Sofia, madeirense, de 14 anos, a frequentar agora o 8.º ano, tem uma noção muito clara do que perdeu, mas também do que ganhou. Desde que ficou doente, há seis anos, passou mais tempo no HPC do que na escola. Agora, que regressou (mais uma vez) para exames médicos (e tratamentos, “se for necessário”) franze os olhos num sorriso, a fitar os professores que na maior parte do 2.º período voltaram a apoiá-la nas diferentes disciplinas. Em pleno corredor, vai soltando as notícias uma a uma, fazendo pausas, a gozar as reacções quando anuncia: “90% a Matemática; 100% a Inglês; 91% a Francês; Geografia 89%; História 86%; 80 e tal por cento a Português.”

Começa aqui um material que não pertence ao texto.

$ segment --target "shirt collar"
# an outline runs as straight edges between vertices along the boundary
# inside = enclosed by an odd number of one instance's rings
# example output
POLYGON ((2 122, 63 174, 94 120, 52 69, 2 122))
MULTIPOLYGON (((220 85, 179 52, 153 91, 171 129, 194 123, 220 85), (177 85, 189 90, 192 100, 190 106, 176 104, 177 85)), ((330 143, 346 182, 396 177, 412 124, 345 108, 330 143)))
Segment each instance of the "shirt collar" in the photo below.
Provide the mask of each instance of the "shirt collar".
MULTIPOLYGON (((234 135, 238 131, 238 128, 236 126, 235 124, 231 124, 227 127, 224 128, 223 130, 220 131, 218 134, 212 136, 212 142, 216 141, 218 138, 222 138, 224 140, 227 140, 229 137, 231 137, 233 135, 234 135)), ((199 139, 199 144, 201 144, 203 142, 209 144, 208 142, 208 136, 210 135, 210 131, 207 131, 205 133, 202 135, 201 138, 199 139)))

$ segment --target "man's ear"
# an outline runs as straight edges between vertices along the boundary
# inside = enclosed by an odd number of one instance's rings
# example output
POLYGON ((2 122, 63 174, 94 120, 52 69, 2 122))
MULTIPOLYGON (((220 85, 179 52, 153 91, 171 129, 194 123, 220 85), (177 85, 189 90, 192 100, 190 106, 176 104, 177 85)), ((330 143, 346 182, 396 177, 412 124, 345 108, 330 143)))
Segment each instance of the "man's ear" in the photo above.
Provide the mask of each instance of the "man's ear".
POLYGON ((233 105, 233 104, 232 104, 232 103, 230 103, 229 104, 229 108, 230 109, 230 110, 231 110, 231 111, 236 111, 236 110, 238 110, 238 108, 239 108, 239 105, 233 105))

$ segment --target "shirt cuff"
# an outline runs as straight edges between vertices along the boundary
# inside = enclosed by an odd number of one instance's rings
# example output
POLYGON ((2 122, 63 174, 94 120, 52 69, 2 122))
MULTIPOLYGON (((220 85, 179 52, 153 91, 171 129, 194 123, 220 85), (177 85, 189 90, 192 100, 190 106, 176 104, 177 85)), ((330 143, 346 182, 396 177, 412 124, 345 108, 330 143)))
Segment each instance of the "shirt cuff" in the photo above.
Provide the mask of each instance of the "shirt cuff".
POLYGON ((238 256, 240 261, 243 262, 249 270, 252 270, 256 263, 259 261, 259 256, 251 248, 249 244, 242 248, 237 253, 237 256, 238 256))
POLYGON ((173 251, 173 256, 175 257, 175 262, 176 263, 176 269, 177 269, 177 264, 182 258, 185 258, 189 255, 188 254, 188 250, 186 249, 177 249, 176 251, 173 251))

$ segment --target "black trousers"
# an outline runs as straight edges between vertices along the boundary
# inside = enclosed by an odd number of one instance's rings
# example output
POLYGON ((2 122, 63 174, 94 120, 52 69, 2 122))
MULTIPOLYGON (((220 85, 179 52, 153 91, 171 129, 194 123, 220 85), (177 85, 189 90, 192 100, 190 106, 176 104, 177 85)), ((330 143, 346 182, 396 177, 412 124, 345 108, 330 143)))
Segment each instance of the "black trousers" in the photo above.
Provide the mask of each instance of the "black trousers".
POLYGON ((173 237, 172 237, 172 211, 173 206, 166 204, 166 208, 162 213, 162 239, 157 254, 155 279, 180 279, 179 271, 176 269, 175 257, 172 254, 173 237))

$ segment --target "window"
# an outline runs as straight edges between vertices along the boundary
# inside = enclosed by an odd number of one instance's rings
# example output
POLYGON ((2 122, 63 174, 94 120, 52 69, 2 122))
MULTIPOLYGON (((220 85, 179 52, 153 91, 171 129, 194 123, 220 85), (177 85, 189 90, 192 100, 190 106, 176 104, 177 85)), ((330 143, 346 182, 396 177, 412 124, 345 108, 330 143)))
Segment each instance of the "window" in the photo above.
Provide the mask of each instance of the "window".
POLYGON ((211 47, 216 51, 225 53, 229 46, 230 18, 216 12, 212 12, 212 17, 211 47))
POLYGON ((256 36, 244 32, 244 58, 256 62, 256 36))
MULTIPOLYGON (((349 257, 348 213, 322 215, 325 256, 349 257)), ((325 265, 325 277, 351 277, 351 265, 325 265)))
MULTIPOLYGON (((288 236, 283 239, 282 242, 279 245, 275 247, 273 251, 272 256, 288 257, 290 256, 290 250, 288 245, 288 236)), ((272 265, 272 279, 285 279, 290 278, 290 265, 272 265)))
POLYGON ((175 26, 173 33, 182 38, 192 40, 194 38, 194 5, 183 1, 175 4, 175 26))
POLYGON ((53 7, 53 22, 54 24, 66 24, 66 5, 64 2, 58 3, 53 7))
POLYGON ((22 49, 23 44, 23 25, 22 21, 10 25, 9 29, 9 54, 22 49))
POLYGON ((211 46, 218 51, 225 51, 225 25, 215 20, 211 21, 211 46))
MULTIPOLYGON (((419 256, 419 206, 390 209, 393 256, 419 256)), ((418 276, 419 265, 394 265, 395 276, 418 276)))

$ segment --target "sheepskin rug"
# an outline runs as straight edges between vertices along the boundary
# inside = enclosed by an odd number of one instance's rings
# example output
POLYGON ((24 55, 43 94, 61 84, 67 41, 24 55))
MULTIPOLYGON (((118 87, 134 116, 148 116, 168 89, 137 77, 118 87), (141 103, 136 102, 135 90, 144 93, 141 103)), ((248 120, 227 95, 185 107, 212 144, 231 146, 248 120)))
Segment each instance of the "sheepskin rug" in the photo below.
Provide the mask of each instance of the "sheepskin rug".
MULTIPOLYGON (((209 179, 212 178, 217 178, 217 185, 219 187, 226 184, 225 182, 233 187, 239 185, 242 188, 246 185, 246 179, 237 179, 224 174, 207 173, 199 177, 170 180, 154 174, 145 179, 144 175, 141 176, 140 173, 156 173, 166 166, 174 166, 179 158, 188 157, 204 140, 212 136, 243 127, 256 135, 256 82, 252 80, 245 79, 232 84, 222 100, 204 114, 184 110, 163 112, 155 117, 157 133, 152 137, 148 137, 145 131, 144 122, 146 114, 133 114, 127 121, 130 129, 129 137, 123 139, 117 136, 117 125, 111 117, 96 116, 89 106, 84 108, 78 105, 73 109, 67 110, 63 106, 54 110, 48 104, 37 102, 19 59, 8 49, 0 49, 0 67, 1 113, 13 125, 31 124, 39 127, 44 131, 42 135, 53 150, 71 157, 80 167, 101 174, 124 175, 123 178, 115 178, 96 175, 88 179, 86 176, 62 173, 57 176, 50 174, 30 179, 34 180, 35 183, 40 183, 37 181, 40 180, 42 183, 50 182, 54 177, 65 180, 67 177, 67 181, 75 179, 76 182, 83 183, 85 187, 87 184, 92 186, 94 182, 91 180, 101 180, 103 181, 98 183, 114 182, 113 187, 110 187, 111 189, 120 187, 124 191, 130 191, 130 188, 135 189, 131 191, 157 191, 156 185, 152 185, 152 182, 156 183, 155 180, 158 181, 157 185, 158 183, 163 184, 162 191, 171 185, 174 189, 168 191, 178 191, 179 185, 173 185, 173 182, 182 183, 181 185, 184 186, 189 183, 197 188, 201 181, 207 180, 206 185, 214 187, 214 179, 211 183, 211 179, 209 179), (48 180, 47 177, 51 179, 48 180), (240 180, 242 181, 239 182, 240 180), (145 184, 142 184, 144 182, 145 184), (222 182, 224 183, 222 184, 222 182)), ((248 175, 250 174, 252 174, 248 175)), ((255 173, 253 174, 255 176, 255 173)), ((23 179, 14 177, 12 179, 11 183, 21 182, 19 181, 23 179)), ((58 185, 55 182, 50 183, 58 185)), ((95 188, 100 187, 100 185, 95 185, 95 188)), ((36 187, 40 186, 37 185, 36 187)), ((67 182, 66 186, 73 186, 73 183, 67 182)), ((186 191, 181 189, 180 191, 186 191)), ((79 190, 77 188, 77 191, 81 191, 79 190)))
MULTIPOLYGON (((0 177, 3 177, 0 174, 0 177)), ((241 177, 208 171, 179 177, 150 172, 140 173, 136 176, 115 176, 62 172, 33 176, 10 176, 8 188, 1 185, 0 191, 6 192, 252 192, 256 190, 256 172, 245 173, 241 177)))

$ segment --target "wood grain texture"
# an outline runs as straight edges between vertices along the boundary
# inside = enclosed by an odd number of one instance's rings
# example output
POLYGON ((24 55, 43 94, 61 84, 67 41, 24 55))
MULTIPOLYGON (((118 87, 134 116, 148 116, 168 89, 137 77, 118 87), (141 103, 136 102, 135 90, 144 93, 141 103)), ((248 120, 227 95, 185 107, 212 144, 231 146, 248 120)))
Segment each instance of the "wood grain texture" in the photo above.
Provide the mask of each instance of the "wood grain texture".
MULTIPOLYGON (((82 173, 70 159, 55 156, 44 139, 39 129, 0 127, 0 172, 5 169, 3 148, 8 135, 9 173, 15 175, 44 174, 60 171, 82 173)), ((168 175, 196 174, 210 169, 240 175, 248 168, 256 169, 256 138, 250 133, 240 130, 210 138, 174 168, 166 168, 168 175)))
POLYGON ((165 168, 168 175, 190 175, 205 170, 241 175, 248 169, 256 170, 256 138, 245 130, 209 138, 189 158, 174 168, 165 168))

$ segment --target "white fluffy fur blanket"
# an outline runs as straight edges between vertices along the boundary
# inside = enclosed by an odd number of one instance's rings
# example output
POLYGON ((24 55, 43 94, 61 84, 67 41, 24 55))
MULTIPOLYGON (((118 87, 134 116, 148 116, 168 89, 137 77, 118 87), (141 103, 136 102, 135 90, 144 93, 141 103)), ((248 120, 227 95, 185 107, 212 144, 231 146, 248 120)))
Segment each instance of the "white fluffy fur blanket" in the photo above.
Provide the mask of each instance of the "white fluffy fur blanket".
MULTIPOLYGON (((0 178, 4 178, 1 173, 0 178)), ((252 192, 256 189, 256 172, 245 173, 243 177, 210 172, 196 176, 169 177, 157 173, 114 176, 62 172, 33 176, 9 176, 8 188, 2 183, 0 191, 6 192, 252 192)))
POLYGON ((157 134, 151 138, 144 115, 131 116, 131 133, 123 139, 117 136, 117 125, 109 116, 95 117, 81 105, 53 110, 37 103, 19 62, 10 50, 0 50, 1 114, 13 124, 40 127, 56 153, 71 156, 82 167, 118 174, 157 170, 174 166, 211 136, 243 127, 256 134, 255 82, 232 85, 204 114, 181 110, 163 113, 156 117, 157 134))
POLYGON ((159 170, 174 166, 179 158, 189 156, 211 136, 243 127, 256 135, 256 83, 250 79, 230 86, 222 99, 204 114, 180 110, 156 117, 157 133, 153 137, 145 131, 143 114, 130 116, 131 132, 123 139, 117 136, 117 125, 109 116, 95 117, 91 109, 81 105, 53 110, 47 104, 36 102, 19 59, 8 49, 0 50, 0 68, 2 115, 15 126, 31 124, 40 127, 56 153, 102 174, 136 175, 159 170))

Mais tarde, ao lado do pai, na casa da associação Acreditar, conta que estava ansiosa por falar das classificações que teve na escola. “É muito importante para mim que estes professores, aqui, sintam orgulho naquilo faço. Estou a estudar graças a eles, e também é por eles que estou tão atenta nas aulas. Não é toda a gente que tem a sorte que eu tive — professores dedicados apenas a mim." Trouxe os apontamentos. Os professores da Madeira vão mandar as matrizes dos últimos testes por e-mail e ela já avisou os do hospital, para que fiquem atentos. Alguns até disseram que ela não precisava de realizar estas provas, mas ela vai fazê-las: “Porque quero.”